Das wissen auch die Anwälte von Hernandez, sie schlachten die Veröffentlichung der Ermittlungsakten genüsslich aus. Diese würden dazu führen, dass ihr Mandant vorschnell verurteilt werde und die Öffentlichkeit falsche Schlüsse ziehen würde. Die Anwälte haben nicht ganz Unrecht.

Viele Fernsehsender und Zeitungen haben ausführlich über das Privatleben von Hernandez berichtet. Sie fuhren sogar nach Franklin zu der von Hernandez gemieteten Wohnung und nervten die Bewohner, um an Informationen zu kommen - bis Carol Baily, einer der Nachbarinnen von Hernandez, den Reportern zurief: "Wir wollen wieder Ruhe haben!" Mittlerweile sind die Berichterstatter vorsichtiger geworden, viele Experten sprechen gar davon, dass es nur schwache Argumente gegen Hernandez geben würde, sollte die Mordwaffe nicht gefunden werden.

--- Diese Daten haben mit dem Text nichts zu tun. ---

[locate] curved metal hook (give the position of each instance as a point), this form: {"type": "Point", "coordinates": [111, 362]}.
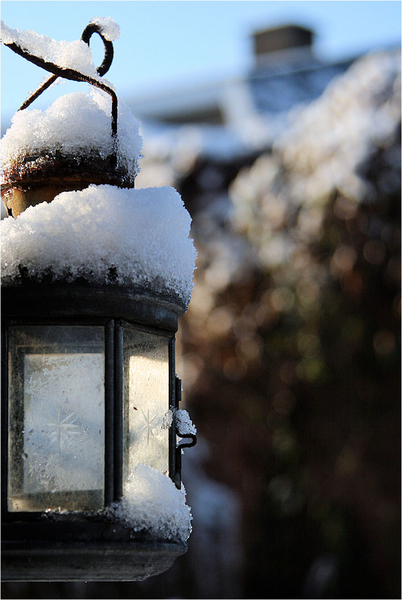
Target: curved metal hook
{"type": "Point", "coordinates": [107, 61]}
{"type": "Point", "coordinates": [72, 74]}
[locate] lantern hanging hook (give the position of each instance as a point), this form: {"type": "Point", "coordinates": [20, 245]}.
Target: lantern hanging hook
{"type": "Point", "coordinates": [72, 74]}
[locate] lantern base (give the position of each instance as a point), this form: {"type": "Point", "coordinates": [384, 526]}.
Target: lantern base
{"type": "Point", "coordinates": [118, 561]}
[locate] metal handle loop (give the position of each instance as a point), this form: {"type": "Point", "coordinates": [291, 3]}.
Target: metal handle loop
{"type": "Point", "coordinates": [107, 61]}
{"type": "Point", "coordinates": [72, 74]}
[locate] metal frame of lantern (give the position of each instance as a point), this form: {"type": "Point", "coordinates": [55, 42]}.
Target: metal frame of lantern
{"type": "Point", "coordinates": [82, 543]}
{"type": "Point", "coordinates": [88, 543]}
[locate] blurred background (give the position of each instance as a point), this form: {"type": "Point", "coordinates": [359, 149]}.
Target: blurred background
{"type": "Point", "coordinates": [279, 124]}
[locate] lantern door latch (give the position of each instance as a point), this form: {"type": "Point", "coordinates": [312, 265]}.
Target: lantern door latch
{"type": "Point", "coordinates": [184, 429]}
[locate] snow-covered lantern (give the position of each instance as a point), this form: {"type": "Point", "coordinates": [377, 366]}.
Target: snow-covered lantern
{"type": "Point", "coordinates": [95, 275]}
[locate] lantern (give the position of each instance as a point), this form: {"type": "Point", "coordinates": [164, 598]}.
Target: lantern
{"type": "Point", "coordinates": [92, 430]}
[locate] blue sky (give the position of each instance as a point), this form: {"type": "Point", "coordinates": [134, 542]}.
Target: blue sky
{"type": "Point", "coordinates": [165, 44]}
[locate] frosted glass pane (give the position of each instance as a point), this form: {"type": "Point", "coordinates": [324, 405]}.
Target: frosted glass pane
{"type": "Point", "coordinates": [146, 401]}
{"type": "Point", "coordinates": [56, 420]}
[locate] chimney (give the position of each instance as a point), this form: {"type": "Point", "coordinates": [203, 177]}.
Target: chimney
{"type": "Point", "coordinates": [281, 44]}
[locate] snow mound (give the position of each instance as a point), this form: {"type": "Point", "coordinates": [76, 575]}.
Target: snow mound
{"type": "Point", "coordinates": [151, 501]}
{"type": "Point", "coordinates": [141, 236]}
{"type": "Point", "coordinates": [74, 125]}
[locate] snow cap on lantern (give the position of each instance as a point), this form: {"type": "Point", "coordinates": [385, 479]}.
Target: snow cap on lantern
{"type": "Point", "coordinates": [68, 178]}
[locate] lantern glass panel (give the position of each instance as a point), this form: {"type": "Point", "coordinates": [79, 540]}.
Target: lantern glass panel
{"type": "Point", "coordinates": [56, 418]}
{"type": "Point", "coordinates": [146, 401]}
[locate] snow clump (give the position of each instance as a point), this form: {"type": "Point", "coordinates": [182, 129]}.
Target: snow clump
{"type": "Point", "coordinates": [142, 234]}
{"type": "Point", "coordinates": [75, 124]}
{"type": "Point", "coordinates": [151, 501]}
{"type": "Point", "coordinates": [184, 424]}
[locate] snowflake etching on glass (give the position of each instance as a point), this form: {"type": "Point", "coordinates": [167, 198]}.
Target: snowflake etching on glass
{"type": "Point", "coordinates": [62, 430]}
{"type": "Point", "coordinates": [151, 425]}
{"type": "Point", "coordinates": [64, 421]}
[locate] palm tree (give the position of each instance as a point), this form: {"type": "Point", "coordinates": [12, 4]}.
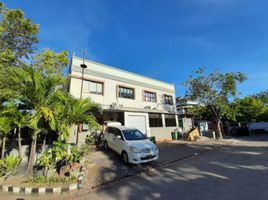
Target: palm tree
{"type": "Point", "coordinates": [34, 91]}
{"type": "Point", "coordinates": [70, 110]}
{"type": "Point", "coordinates": [19, 119]}
{"type": "Point", "coordinates": [5, 128]}
{"type": "Point", "coordinates": [49, 106]}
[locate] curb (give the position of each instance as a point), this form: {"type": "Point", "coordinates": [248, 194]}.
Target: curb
{"type": "Point", "coordinates": [45, 190]}
{"type": "Point", "coordinates": [149, 169]}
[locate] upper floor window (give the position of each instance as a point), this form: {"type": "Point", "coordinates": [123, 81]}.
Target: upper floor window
{"type": "Point", "coordinates": [149, 96]}
{"type": "Point", "coordinates": [168, 99]}
{"type": "Point", "coordinates": [125, 92]}
{"type": "Point", "coordinates": [93, 87]}
{"type": "Point", "coordinates": [170, 120]}
{"type": "Point", "coordinates": [155, 120]}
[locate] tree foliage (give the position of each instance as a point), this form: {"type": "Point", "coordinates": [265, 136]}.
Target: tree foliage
{"type": "Point", "coordinates": [214, 92]}
{"type": "Point", "coordinates": [17, 37]}
{"type": "Point", "coordinates": [251, 108]}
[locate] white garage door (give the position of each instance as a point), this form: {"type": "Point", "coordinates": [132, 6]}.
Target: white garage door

Die Aussage von Wallace sei, so Hernandez' Anwälte, vollkommen irrelevant für den Fall. Es seien Informationen durch Hörensagen, nicht mehr. Wenn also die Waffe nicht gefunden wird und sich die drei Verdächtigen nicht konkret äußern, könnte es wieder einmal einen Fall um einen prominenten Footballspieler geben, der sich jahrelang hinzieht und bei dem am Ende immer noch unklar ist, wer denn nun der Mörder ist.